Bassetti ai preti e ai giovani: “L’amore del Signore ci lascia liberi”

Ogni anno si ripete l’emozione di vedere riuniti nella stessa celebrazione tutti i vescovi e tantissimi preti e religiosi delle otto diocesi umbre. L’occasione è, da tantissimi anni, la “Giornata di santificazione sacerdotale” promossa dal Santuario di Collevalenza per tutti i preti umbri. Lo schema è semplice e si ripete: preghiera comune dell’Ora media, relazione/meditazione della giornata (questa mattina don Samuele Marelli della Fondazione oratori di Milano ha parlato de “Lo sguardo di Gesù sui giovani” – ne scriveremo sul settimanale la prossima settimana), celebrazione della messa nella chiesa del Santuario e  infine pranzo insieme.

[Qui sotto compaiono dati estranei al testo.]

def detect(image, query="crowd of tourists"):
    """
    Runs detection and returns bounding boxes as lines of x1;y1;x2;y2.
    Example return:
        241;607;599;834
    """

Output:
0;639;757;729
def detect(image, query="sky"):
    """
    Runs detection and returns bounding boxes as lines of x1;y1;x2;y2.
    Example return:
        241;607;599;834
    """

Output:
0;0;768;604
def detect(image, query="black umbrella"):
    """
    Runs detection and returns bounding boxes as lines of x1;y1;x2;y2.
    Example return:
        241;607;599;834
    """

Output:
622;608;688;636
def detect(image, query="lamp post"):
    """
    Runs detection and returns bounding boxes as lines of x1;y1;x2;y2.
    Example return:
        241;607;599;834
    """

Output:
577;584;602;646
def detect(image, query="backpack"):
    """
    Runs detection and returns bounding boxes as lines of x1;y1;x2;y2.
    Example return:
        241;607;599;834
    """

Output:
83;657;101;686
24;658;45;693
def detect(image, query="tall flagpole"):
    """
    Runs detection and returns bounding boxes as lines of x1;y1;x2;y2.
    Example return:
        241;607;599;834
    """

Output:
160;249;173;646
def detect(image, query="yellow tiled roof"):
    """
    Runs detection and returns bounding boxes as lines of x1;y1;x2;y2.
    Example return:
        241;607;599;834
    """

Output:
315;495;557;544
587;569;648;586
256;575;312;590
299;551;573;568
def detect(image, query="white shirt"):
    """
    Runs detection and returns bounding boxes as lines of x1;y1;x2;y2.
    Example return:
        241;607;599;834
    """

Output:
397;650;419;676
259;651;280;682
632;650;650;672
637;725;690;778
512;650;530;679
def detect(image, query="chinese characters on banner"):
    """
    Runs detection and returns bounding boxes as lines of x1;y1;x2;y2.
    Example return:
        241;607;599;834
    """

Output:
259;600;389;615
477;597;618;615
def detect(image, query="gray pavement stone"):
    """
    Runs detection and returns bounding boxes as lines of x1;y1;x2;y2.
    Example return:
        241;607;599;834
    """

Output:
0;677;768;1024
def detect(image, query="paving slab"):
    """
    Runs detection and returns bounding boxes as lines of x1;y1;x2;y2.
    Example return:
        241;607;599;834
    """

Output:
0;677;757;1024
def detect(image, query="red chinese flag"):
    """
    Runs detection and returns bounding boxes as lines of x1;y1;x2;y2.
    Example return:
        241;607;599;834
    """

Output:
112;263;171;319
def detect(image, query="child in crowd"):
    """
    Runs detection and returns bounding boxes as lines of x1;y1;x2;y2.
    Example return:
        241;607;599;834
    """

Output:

I preti sono arrivati da tutta la regione, chi da solo, chi in gruppo con il pulmino, chi presto e chi dopo aver sbrigato impegni in parrocchia, e alla fine la sala conferenze era affollata di preti di tutte le età. Ma il vero colpo d’occhio lo si ha quando entrano in basilica per la celebrazione aucaristica presieduta dall’arcivescovo di Perugia e presidente della Ceu, e ora anche della Cei, il cardinale Gualtiero Bassetti. Tutti vestiti di bianco, occupano le prime file delle panche solitamente destinate ai fedeli. Sono forse duecento. Non so, non li abbiamo contati. Ma sono tanti e tutti insieme, rivolti verso l’altare stendono la mano per l’epiclesi (l’invocazione dello Spirito Santo) al momento della consacrazione del pane e del vino. È il gesto proprio del sacerdote. In quel momento l’emozione è vedere tanti volti conosciuti, ciascuno con la propria debolezza e i propri limiti, eppure voce e volto di Dio che in quel gesto si fa presente e fa di questa assemblea, e non solo del pane e del vino che sono sull’altare, fa di questa assemblea veramente il suo corpo. La Chiesa è bella non perché i suoi membri siano perfetti ma perché lo Spirito la guida anche e nonostante le sue debolezze e rende presente, realmente, il Cristo in lei e attraverso di lei.

 

La comunione celebrata nell’eucarestia si manifesta fuori dalla Chiesa nella fraternità, nel salutarsi in amicizia anche se si è di diocesi diverse, di età diverse, religiosi o diocesani. Amicizie spesso nate negli anni del Seminario vissuti al Regionale umbro, uno dei tesori spirituali delle Chiese umbre.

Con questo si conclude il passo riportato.